Nel caso di questo secondo capitolo della Trilogia di Provincia – comica e lirica fotocopia teatrale di un’adolescenza in Puglia negli anni Ottanta -, la varietà di registri si fa un solo corpo, vibrante e caotico. In andamento orizzontale e verticale, con i canti dal vivo di brani di Jim Morrison, Pink Floyd, David Bowie, Jeff Buckley – testimonianze sonore di un’epoca di sbandamento e utopia ubriaca e sfiatata. O peggio bucata.
Le organizzazioni criminali che negli anni Ottanta introdussero in Italia le sostanze stupefacenti, sapevano che avrebbero creato un business mostruoso, straordinariamente redditizio, straordinariamente letale. De Summa ha dichiarato di aver concepito questo monologo proprio come forma di gratitudine per essersi ritrovato vivo, salvato da una fine banale e trucida – quella che può investire chi fa uso di eroina. E di aver prodotto questo racconto, prosciugato nella sua forma scenica e scenografica, ma strabordante, ammiccante, impetuoso nella sua intima carne.

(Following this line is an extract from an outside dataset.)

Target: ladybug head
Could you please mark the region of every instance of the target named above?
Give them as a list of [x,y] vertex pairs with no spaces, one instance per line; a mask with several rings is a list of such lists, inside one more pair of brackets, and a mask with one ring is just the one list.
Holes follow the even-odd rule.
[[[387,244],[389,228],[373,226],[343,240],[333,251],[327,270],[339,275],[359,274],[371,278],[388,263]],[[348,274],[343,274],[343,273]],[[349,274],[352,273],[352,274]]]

Seduto su una cassa, illuminato, poi in controluce, senza mai spostarsi, l’autore/attore narra i giorni in cui, ragazzo, insieme ad altre anime perse, gli amici di sempre, vaga per la costa di un Sud languido, senza scopo, solo con i Doors a palla, e una dose di roba addosso. Narra l’arrivo di Sandra, l’angelo svizzero, che si unisce al coro, nel tentativo di annientare la madre giudicante, terribile, beffarda: Madre Solitudine. Loro lo facevano per questo. Sconfiggere la noia, proteggersi dalla mancanza di obiettivi, usare un antidoto al presente.

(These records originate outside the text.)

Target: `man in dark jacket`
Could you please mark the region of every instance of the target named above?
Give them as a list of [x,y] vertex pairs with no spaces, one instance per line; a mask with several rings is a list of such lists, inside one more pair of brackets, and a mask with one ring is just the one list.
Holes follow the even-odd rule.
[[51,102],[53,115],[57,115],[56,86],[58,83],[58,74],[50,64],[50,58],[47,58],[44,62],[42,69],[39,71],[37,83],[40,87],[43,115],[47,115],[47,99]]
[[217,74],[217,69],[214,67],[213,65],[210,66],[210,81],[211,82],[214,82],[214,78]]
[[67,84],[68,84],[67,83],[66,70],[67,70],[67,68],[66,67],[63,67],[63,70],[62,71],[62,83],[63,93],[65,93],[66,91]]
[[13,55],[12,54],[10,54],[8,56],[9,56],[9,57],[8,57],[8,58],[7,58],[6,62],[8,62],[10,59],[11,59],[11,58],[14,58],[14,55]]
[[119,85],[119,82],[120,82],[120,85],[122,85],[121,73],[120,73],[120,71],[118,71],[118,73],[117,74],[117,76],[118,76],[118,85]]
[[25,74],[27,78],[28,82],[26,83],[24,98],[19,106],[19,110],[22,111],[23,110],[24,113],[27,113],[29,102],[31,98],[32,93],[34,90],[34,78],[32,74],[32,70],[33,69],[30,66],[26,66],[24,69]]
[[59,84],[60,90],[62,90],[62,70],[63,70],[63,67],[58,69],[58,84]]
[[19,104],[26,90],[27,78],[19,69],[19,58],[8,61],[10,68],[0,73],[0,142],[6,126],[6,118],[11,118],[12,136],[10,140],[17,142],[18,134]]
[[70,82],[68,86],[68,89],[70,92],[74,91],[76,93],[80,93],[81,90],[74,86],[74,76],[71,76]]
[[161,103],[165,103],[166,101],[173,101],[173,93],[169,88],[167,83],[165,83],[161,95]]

Come una cinepresa, De Summa crea magnifici scompensi emotivi, con atmosfere elettriche e inverosimilmente spassose, poi all’improvviso torbide, malinconiche, risucchiate da una vertigine che lo fa annaspare nell’aria. Senza mimare, ma facendo sentire al pubblico cos’è quel marasma senza nome e coordinate che toglie pezzi di polpa e di ricordi, li mangia e sputa via, per ridurli a un mucchietto di desideri ammaccati.
Molti personaggi, senza quasi più dignità umana, si inseriranno nella sua vicenda, e mentre lui ne uscirà illeso, altri ci lasceranno la pelle. Fra uliveti che sembrano morti e suoni di un rosario, ossessivo, frutto di una schiera di donne, mogli, madri che non riusciranno a salvare i propri figli.
Uno spettacolo su cui non si può obiettare niente, un manufatto grezzo e bello così, attraente nelle sue sfaccettuture, interpretato da un fuoriclasse del Teatro contemporaneo italiano.